Other transcription(s)
- • Yakut: Баатаҕай
- Interactive map of Batagay
- Batagay Location of Batagay Batagay Batagay (Sakha Republic)
- Coordinates: 67°39′N 134°39′E﻿ / ﻿67.650°N 134.650°E
- Country: Russia
- Federal subject: Sakha Republic
- Administrative district: Verkhoyansky District
- SettlementSelsoviet: Batagay
- Founded: 1939
- Urban-type settlement status since: 1945
- Elevation: 138 m (453 ft)

Population (2010 Census)
- • Total: 4,369
- • Estimate (2023): 3,759 (−14%)

Administrative status
- • Capital of: Settlement of Batagay

Municipal status
- • Municipal district: Verkhoyansky Municipal District
- • Urban settlement: Batagay Urban Settlement
- • Capital of: Batagay Urban Settlement
- Time zone: UTC+ ()
- Postal codes: 678500, 678509
- OKTMO ID: 98616151051

= Batagay =

Batagay (Батага́й; Баатаҕай, Baatağay) is an urban locality (an urban-type settlement) and the administrative center of Verkhoyansky District of the Sakha Republic, Russia, located on the Yana River.

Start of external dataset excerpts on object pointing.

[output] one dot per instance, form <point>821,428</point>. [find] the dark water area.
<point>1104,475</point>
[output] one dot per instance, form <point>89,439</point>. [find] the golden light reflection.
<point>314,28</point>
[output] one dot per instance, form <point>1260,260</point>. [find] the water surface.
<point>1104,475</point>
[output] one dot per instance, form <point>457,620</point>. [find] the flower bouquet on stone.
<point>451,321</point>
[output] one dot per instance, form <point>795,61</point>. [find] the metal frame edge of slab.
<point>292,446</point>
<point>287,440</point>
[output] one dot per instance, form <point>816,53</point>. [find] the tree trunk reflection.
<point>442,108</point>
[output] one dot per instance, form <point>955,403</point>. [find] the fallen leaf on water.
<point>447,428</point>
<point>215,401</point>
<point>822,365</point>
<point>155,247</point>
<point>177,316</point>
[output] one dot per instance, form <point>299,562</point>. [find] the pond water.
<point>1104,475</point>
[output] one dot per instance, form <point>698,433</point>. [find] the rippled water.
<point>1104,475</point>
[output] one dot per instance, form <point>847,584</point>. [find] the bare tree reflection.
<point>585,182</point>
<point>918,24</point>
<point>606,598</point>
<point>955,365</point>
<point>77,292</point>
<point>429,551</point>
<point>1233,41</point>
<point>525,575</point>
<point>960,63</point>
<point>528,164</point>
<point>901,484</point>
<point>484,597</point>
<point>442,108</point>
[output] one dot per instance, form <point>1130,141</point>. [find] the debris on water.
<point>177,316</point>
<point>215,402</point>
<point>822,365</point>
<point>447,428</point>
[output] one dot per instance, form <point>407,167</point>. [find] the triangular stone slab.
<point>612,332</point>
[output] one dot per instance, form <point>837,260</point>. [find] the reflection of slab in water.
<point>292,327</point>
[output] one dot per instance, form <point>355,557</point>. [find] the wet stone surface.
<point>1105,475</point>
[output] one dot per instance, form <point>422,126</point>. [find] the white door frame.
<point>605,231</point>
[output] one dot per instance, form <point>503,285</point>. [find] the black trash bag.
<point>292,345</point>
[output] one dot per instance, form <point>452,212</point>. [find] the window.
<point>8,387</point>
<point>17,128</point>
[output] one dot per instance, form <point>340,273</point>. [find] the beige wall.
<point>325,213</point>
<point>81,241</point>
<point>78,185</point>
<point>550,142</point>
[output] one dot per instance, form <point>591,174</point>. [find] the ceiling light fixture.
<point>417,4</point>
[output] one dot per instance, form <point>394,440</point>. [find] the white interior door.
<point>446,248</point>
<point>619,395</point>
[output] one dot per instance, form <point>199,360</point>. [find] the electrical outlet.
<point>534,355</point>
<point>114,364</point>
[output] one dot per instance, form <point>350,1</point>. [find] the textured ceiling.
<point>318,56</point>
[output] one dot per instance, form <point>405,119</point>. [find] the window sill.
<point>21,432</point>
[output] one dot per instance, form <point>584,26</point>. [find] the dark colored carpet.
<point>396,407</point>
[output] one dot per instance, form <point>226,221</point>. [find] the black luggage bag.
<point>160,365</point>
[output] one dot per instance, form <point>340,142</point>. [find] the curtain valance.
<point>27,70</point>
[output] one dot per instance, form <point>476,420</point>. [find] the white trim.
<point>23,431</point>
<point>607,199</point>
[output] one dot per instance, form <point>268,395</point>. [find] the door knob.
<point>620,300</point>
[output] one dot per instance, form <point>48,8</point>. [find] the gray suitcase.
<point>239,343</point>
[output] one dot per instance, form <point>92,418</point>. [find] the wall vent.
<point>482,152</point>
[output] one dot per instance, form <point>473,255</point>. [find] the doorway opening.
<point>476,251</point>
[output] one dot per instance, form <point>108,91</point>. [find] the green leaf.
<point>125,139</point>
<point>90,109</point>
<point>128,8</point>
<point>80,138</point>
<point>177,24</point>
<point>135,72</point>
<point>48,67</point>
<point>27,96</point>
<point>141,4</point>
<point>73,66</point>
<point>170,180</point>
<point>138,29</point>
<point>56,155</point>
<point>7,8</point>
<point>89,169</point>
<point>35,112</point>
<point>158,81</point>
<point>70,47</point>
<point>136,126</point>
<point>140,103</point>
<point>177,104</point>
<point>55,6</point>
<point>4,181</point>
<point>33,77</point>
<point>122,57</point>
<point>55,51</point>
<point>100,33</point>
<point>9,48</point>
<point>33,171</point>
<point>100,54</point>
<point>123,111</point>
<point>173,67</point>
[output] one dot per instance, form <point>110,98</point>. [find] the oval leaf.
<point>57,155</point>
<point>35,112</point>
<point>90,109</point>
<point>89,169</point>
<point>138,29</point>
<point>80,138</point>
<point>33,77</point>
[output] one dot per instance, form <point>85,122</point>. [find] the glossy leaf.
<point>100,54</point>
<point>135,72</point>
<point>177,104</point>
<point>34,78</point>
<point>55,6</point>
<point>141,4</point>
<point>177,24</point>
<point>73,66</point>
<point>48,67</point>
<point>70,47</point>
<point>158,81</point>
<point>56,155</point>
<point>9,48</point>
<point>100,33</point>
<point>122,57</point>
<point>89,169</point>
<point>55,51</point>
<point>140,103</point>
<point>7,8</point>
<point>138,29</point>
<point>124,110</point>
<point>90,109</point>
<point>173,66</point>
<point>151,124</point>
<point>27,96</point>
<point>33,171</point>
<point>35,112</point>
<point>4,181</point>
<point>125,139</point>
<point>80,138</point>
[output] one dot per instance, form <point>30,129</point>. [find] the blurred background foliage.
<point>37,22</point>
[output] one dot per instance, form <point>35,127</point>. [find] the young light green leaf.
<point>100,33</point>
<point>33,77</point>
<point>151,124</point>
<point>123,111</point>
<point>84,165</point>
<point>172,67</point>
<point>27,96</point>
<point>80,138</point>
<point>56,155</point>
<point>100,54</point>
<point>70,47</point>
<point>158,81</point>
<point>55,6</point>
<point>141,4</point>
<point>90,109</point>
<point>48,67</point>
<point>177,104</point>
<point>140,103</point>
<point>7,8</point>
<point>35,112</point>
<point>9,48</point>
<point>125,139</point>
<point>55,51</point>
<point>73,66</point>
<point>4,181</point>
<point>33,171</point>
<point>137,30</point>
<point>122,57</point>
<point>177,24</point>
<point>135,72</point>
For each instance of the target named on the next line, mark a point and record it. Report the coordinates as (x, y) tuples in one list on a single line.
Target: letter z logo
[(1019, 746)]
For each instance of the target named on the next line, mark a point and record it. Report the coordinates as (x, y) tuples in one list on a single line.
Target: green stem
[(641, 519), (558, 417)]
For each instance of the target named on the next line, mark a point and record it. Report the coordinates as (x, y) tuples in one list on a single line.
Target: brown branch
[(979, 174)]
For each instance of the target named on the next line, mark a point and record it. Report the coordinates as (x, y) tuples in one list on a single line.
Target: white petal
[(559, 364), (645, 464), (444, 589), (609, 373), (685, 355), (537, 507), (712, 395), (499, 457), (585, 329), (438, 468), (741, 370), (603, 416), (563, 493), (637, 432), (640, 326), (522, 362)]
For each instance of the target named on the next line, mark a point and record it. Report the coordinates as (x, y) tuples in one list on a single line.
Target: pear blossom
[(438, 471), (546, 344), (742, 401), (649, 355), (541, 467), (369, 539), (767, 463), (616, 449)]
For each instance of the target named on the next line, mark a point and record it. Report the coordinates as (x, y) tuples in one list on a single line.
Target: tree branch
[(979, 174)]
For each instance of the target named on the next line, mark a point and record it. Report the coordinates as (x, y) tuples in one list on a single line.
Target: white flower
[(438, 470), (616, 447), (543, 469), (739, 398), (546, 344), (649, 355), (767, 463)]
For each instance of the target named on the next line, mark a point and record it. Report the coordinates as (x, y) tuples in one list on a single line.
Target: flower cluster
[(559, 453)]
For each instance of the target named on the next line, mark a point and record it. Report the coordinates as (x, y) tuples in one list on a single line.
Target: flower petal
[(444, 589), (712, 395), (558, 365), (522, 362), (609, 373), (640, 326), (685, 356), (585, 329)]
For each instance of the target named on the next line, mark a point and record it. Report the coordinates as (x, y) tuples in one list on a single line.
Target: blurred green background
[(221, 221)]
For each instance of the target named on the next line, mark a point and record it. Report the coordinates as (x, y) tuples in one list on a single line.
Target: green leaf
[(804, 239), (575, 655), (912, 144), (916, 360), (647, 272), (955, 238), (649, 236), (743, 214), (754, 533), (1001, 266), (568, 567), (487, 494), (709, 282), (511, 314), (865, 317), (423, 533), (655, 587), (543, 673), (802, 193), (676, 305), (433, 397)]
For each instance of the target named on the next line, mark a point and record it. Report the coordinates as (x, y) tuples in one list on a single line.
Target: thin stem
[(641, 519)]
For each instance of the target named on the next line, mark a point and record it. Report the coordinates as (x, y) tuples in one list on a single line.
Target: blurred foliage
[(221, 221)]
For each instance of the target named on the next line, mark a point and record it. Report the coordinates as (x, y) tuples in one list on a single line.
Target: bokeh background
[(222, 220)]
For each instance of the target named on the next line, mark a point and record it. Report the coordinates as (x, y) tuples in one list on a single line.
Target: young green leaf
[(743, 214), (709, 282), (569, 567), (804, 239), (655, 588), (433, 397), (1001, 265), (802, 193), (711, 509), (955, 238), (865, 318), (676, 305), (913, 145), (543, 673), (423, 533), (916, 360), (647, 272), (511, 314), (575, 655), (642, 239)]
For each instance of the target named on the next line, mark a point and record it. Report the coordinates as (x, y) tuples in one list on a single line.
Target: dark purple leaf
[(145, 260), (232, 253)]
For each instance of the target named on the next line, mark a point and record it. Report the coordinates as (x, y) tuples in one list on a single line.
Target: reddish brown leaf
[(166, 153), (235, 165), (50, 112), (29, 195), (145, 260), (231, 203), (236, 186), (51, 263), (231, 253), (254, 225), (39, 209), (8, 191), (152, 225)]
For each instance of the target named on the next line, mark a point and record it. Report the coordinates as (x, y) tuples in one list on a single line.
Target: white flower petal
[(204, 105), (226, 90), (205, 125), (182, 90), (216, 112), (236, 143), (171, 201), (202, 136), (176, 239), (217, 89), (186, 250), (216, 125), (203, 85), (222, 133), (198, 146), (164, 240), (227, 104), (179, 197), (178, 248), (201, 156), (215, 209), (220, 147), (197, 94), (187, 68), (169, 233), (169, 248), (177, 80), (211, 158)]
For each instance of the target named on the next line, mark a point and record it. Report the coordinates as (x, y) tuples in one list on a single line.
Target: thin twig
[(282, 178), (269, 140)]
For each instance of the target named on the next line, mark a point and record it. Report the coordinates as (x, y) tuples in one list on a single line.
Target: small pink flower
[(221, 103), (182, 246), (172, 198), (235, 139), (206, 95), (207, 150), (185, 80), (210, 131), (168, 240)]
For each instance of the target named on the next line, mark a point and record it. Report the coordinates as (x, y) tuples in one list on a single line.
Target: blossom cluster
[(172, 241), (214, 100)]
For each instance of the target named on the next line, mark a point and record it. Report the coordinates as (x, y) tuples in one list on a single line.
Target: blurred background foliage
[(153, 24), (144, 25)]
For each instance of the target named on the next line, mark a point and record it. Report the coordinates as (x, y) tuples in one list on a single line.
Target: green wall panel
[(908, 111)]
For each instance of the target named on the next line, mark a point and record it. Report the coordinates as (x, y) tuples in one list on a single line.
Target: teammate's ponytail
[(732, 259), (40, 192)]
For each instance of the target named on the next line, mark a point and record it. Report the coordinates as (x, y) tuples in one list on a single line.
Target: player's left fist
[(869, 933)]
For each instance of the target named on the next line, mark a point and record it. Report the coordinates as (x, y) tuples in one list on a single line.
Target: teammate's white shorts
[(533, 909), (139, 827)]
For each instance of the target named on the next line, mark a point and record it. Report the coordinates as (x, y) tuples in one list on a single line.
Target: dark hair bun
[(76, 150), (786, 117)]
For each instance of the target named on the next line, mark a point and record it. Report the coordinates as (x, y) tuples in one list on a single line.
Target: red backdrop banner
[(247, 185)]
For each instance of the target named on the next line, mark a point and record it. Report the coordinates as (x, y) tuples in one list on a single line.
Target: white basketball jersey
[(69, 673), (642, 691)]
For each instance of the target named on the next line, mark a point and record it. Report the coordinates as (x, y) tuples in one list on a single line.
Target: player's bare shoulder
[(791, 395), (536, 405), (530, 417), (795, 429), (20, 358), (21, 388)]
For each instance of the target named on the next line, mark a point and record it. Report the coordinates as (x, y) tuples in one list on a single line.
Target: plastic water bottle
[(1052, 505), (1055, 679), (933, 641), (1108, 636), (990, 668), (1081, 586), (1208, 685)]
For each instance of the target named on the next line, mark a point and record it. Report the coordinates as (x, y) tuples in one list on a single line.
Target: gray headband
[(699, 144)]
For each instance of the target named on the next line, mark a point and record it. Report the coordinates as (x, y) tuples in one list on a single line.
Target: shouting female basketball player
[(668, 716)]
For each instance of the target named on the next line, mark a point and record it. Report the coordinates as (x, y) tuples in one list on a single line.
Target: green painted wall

As of the 2010 Census, its population was 4,369.

==Geography==
Batagay is located a short distance to the west of river Adycha. The Batagaika crater is located 10 km to the southeast and the Kisilyakh Range 40 km to the northeast of the town.

It has an extreme version of a subarctic climate (Köppen: Dfd), typical of the region.

==History==
Urban-type settlement status was granted to Batagay in 1945.

==Administrative and municipal status==
Within the framework of administrative divisions, the urban-type settlement of Batagay serves as the administrative center of Verkhoyansky District. As an administrative division, it is, together with two rural localities, incorporated within Verkhoyansky District as the Settlement of Batagay. As a municipal division, the Settlement of Batagay is incorporated within Verkhoyansky Municipal District as Batagay Urban Settlement.

==Transportation==
Batagay is served by the Batagay Airport.